Je pense que je m'attarde un peu trop dans le nord. Quand je vais quelque part de nouveau, j'ai à chaque fois un sentiment de déjà vu. Par exemple hier, je suis allée me balader dans un canyon magnifique, mais il ressemblait étrangement (tout en étant différent géologiquement), au canyon que j'avais vu quelques jours avant dans la province de la Rioja, le parc Talampaya. En gros, ces deux endroits sont des curiosités géologiques, les roches formant des animaux ou des personnages très amusant grâce à l'érosion, à la différence qu'à Talampaya, les choses sont vraiment monumentales et qu'hier c'était un peu... tiré par les cheveux... Enfin. Cela ne risque pas de se reproduire puisque j'ai vu les deux seuls canyons argentins !
Et puis, il faut vraiment que je marche plus. L'oisiveté (voyager en bus ou à l'arrière d'une camionnette pour découvrir les plus beaux paysages du monde) cela use... Cela lasse. Je garde un souvenir incroyable de toutes les fois où j'ai marché au milieu de ces paradis naturels, bien plus que quand je les traverse de façon motorisée. Aussi je dois m'acheter des chaussures plus légères et confortables, car je ne tiens pas à souffrir à nouveau comme la dernière fois avec Christine sur ces minables 25 km en descente du col de l'Infernillo à Taffi del Valle.
Je ne sais pas comment font tous ces gens qui visitent ces paradis assis dans des camionnettes touristiques avec air conditionné et boisson fraîches... Ils doivent être épuisés à chaque fois qu'ils descendent de la camionnette pour prendre une photo, et le soir, ils doivent se dire que c'est vraiment lassant de voyager, qu'ils veulent rentrer chez eux. Mais non ! Il faut juste trouver le bon mode de voyage.
Sinon, je dois vous apprendre une chose. Non seulement France Telecom possède une partie de l'entreprise téléphonique la plus importante en Argentine (Telecom), mais en plus EDF possède 90% de l'entreprise qui fournit l'électricité dans ce pays, et c'est une autre entreprise française qui la distribue.

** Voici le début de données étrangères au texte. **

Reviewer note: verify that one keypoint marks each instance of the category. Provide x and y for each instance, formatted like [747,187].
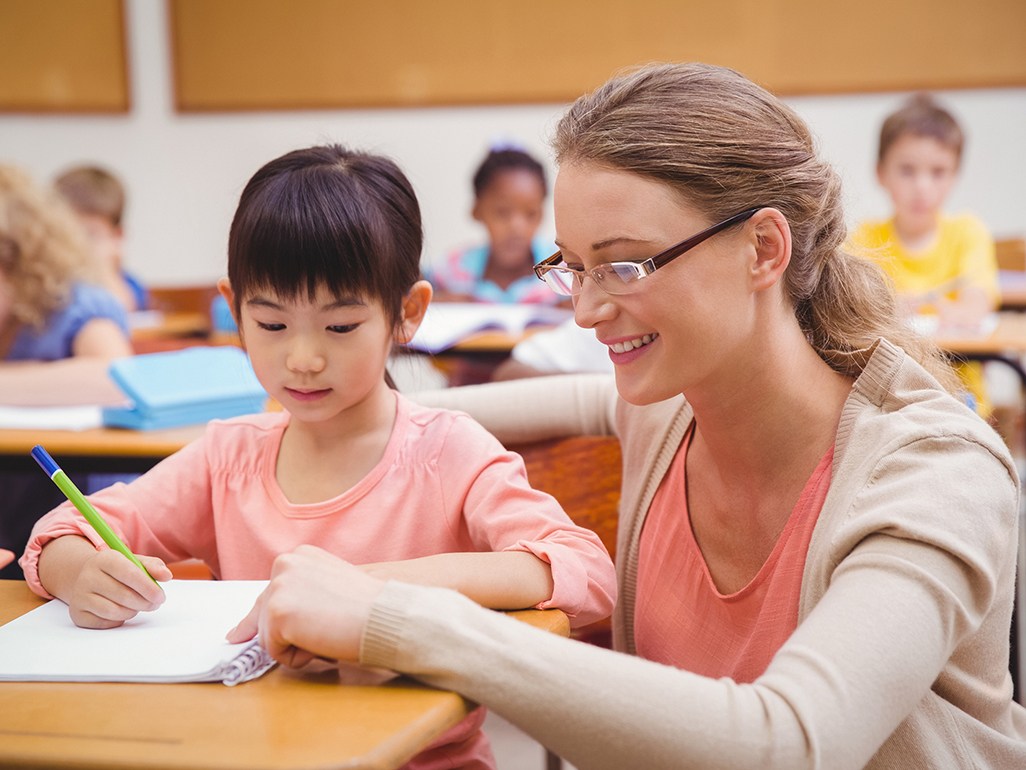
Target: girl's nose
[305,356]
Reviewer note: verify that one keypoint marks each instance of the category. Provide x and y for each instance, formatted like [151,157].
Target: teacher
[817,546]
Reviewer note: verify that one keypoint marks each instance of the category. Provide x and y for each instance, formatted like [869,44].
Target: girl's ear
[415,305]
[773,247]
[226,291]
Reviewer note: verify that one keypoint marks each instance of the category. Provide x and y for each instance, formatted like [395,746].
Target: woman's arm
[504,580]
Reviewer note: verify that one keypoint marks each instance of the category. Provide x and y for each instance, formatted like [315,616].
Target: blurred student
[57,333]
[941,265]
[509,199]
[57,330]
[97,197]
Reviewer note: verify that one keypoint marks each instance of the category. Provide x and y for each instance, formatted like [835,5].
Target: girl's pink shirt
[443,485]
[681,619]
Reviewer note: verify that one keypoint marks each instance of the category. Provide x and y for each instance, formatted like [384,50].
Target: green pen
[61,478]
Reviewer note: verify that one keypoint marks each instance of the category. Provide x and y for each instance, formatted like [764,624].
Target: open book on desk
[183,641]
[446,323]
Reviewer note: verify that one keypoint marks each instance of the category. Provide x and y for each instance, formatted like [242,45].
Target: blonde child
[323,277]
[509,199]
[99,198]
[942,266]
[57,330]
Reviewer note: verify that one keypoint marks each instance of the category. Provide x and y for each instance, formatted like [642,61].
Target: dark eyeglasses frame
[650,265]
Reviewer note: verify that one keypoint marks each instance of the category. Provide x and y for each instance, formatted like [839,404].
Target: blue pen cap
[42,457]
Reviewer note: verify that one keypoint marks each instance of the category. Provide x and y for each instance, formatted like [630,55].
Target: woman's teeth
[623,347]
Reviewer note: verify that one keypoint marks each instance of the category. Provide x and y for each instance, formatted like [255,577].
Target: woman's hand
[315,606]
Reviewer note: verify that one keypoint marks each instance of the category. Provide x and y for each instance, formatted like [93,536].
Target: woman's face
[689,323]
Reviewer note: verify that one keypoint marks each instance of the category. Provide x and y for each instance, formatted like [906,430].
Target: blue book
[185,387]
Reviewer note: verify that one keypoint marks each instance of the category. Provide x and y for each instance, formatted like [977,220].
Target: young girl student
[323,276]
[509,199]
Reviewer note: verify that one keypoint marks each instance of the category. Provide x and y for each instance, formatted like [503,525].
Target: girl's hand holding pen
[316,606]
[111,589]
[103,588]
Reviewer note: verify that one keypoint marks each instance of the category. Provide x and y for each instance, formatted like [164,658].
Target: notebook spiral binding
[249,664]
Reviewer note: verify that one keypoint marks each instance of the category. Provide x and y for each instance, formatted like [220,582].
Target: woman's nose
[592,305]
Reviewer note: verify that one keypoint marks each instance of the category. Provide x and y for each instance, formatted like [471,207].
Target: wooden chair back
[584,474]
[1011,254]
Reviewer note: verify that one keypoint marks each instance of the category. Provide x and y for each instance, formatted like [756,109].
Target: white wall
[185,171]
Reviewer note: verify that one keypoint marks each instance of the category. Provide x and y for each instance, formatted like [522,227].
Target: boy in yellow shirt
[940,265]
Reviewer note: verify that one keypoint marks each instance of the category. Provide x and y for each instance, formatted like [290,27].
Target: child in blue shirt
[509,200]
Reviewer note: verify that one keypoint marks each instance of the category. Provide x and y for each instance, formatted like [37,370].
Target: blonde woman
[817,545]
[57,331]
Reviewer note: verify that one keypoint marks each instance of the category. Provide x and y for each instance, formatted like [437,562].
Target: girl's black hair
[327,216]
[498,161]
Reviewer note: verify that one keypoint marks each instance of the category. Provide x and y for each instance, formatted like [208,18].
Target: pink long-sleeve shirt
[443,485]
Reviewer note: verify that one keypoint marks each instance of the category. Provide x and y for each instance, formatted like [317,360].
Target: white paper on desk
[445,323]
[51,418]
[183,641]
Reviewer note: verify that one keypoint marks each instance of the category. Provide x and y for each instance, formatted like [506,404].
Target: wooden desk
[281,720]
[96,450]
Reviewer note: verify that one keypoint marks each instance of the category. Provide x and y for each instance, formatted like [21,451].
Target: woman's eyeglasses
[623,277]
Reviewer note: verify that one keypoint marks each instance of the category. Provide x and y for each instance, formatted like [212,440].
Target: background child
[57,334]
[509,200]
[940,265]
[323,264]
[99,199]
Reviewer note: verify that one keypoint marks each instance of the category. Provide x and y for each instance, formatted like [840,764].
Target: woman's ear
[415,305]
[773,247]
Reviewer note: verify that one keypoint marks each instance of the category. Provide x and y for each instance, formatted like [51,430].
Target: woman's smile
[625,351]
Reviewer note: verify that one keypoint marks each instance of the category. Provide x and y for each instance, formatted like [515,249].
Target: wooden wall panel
[257,54]
[63,55]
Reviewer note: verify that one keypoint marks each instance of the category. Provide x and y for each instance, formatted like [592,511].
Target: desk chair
[583,473]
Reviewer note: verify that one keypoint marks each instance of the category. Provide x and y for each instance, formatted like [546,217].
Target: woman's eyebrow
[600,244]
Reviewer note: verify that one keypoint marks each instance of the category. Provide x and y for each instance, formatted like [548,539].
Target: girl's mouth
[308,395]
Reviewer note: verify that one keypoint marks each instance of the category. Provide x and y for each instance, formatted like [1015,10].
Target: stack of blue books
[185,387]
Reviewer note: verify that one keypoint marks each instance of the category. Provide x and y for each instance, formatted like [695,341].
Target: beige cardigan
[903,662]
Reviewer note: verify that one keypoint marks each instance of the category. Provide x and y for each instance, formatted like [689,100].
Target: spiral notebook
[183,641]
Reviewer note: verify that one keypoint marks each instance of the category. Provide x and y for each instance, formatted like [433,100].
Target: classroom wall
[185,171]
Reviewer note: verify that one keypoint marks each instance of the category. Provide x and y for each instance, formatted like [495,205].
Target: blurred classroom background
[185,99]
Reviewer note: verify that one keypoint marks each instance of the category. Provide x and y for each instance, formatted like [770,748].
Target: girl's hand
[110,589]
[315,606]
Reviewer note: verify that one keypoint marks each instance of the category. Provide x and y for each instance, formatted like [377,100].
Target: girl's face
[918,174]
[319,358]
[511,208]
[688,320]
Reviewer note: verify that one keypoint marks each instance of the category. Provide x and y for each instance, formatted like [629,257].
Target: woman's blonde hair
[42,248]
[726,145]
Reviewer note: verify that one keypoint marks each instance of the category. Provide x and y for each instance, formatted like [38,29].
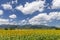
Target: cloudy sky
[34,12]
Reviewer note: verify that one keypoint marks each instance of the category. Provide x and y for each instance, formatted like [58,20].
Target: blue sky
[34,12]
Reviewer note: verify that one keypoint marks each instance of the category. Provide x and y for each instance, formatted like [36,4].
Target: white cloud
[6,6]
[29,8]
[43,18]
[7,21]
[13,16]
[1,12]
[56,4]
[15,1]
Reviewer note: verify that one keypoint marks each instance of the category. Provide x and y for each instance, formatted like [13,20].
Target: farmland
[29,34]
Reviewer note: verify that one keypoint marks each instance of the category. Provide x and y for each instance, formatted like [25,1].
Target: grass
[30,34]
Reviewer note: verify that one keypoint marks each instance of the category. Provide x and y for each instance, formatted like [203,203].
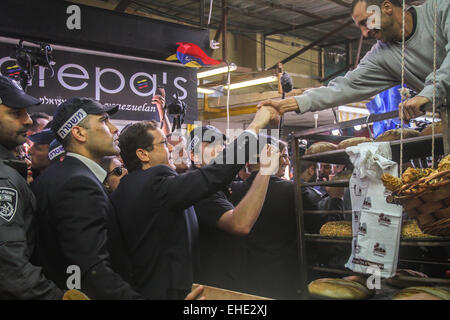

Dans la série mon obsession c'est de voyager léger, j'ai réussi à me débarrasser encore de cinq kilos que j'ai renvoyé en Guadeloupe. Plus je voyage, plus je m'allège. Alors pas question de porter des souvenirs pour qui que ce soit ! La prochaine fois, je renvoie mon matériel de camping. Allez. Merci de m'avoir lu. Au plaisir de vous lire... Chà !
¡Hasta siempre la victorìa! ... sobre suamisma !  ("Toujours jusqu'à la victoire ! ... sur elle-même."